Giant Floating Wind Turbines Over the Horizon
Huge turbines mounted on floating platforms could make wind power competitive with fossil-fuel-generated electricity. These advanced wind turbines, which are in development, could be situated far from the shore, too, avoiding battles with onshore residents who object to the presence of large wind farms.
GE has announced a $27 million partnership with the U.S. Department of Energy to develop 5-7 megawatt turbines by 2009, each of which could power well over 1,000 homes. Supplanting the company's current 3.6 megawatt turbines, these giant energy factories should make wind power more economical, since the major cost of building and installing offshore wind farms does not depend primarily on a turbine's size, but on the number of them that need to be erected. By 2015, GE could have even bigger, 10-megawatt turbines, according to Jim Lyons, leader of advanced technology for GE's wind energy business.

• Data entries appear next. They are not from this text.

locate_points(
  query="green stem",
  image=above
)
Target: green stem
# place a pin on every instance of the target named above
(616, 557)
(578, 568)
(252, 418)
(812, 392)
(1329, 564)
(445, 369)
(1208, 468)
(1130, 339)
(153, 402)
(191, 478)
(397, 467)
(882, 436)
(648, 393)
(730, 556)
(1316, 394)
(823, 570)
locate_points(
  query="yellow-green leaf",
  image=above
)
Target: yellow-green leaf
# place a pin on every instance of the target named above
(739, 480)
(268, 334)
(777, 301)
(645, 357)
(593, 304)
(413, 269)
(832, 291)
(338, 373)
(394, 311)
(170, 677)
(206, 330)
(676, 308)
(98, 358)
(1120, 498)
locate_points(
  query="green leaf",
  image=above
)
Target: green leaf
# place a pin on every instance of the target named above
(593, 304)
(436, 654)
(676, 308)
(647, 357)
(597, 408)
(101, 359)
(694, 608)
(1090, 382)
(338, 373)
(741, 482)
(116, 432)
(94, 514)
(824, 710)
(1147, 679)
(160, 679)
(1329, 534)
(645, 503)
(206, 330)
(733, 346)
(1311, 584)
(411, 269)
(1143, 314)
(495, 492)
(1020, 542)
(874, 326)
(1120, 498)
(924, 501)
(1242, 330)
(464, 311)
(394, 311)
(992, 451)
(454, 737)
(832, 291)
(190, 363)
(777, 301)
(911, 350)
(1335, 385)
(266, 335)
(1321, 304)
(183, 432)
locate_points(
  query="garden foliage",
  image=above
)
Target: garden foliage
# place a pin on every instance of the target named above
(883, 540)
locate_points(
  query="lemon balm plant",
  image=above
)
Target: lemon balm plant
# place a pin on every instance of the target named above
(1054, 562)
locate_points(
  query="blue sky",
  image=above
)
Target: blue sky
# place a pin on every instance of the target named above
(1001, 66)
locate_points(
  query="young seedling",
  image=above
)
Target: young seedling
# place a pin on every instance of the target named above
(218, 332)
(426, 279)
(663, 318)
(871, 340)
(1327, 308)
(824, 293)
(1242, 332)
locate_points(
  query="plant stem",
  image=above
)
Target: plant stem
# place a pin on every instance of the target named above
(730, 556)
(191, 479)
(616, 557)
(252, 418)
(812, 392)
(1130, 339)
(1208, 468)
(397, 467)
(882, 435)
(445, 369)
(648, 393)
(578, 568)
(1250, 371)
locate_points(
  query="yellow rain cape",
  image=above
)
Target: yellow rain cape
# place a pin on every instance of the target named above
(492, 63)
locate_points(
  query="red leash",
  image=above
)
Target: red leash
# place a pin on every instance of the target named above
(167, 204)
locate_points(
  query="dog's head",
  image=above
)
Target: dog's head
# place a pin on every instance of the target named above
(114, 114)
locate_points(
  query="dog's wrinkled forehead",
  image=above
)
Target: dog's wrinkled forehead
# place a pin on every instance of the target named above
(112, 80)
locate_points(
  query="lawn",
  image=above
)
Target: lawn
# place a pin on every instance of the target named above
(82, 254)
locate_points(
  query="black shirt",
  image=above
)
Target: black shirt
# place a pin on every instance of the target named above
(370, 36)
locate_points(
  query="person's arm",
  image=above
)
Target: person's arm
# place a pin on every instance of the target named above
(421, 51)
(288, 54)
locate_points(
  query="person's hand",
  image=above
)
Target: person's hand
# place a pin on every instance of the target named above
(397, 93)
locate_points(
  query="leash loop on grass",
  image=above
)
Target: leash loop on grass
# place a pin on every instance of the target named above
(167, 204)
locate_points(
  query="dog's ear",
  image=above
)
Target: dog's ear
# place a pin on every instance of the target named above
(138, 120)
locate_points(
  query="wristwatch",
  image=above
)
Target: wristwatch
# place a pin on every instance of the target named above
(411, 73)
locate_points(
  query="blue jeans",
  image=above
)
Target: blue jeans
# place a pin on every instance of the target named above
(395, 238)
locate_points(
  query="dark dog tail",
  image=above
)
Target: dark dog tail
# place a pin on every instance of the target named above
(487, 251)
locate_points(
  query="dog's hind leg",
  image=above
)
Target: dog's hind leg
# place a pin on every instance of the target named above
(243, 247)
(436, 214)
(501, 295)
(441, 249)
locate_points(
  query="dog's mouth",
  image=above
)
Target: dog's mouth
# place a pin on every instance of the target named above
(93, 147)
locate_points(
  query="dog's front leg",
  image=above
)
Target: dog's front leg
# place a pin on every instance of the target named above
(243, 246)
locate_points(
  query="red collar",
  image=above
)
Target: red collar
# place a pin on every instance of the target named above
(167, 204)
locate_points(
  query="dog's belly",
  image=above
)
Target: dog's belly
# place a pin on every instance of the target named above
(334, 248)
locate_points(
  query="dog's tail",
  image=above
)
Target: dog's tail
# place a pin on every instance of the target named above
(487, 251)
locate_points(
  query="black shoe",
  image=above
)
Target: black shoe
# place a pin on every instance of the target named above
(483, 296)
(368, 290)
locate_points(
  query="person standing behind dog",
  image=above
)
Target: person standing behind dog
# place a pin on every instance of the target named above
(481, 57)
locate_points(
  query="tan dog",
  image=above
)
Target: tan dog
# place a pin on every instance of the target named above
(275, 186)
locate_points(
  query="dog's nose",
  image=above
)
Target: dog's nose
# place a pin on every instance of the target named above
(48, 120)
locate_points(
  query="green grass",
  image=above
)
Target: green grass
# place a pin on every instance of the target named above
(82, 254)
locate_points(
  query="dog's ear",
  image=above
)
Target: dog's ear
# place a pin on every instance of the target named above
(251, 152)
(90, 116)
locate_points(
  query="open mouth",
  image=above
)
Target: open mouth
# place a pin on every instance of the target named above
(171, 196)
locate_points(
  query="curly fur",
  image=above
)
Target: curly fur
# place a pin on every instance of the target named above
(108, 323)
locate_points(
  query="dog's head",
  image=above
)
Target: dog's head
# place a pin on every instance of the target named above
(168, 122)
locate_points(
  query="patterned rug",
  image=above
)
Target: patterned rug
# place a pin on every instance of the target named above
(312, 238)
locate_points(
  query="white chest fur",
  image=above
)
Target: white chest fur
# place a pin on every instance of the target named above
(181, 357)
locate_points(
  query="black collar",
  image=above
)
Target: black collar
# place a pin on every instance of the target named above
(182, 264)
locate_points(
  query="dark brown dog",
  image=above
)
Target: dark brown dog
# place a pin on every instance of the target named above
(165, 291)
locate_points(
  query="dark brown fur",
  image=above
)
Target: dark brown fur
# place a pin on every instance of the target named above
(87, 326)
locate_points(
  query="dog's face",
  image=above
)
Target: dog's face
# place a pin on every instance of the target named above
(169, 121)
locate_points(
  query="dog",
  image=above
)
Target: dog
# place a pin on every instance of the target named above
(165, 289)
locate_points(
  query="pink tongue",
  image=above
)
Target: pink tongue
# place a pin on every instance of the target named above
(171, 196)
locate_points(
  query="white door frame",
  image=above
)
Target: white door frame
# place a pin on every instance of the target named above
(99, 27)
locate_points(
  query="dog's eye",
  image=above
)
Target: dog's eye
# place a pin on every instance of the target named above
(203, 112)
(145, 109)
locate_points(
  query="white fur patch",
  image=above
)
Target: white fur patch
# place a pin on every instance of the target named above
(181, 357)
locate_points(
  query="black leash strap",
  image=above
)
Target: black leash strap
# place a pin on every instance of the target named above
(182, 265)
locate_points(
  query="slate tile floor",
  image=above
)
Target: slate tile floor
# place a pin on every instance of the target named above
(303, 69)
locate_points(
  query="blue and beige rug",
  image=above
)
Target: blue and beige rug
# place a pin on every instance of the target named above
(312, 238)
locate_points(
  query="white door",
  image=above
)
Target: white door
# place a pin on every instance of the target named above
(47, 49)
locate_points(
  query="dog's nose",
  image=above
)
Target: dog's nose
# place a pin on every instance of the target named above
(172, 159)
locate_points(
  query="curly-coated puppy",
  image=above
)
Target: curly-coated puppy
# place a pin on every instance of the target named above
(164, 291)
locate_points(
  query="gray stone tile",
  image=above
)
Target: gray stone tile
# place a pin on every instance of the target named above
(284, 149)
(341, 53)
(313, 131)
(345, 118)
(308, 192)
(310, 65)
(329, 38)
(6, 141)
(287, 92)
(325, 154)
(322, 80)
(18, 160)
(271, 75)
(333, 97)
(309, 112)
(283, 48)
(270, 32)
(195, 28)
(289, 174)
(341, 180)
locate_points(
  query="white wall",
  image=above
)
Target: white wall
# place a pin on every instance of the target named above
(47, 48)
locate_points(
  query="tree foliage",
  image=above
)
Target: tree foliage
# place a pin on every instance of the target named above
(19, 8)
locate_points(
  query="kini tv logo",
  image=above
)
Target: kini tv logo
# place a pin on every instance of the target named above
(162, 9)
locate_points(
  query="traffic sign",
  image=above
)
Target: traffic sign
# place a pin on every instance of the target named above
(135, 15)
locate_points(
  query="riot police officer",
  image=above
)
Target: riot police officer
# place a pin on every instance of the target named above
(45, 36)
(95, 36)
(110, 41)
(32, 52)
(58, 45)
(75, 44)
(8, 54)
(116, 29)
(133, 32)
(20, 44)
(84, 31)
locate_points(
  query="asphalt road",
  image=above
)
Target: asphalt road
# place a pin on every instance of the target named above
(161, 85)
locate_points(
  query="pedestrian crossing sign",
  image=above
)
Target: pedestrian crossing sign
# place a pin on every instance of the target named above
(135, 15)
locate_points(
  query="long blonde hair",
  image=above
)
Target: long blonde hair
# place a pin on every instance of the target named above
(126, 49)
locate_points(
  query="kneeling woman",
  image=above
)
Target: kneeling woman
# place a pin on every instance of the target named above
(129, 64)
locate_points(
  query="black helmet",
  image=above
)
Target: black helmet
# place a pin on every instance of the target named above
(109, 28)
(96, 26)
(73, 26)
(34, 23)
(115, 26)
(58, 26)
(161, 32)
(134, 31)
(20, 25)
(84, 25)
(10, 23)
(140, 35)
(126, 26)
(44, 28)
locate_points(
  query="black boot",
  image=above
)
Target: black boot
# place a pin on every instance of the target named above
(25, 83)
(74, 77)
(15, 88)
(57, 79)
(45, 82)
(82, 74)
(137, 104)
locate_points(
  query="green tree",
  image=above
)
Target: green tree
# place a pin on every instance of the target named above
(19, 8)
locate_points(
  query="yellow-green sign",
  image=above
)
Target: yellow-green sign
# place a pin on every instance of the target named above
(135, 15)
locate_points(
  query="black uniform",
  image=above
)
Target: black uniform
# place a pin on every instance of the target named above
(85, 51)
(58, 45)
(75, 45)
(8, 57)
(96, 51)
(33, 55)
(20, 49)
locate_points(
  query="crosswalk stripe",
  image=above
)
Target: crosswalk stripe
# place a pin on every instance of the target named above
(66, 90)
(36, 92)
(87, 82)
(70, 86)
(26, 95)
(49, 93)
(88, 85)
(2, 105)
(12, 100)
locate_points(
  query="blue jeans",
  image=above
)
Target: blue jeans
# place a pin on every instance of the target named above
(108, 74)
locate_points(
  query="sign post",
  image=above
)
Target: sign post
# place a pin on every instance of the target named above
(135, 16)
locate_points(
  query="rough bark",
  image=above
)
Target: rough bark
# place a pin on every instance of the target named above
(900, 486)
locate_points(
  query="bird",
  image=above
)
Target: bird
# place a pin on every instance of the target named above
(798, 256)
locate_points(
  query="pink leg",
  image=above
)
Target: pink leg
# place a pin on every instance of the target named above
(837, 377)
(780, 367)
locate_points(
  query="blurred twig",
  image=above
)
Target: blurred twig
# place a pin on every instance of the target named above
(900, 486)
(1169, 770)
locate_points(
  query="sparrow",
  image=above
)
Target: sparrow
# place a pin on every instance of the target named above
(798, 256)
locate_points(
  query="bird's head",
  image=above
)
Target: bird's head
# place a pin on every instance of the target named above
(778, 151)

Making the turbines larger, however, comes with technical challenges. The new turbines will be mounted to towers rising 90 to 95 meters and will have rotors measuring 140 meters in diameter. Imagine a structure larger than a football field rotating at a leisurely ten to twelve revolutions per minute. To decrease the weight of the massive rotor blades and tower, GE plans to use composite fibers, as well as alternatives to the weighty gearboxes now used to transfer energy from the rotor to the electrical generator.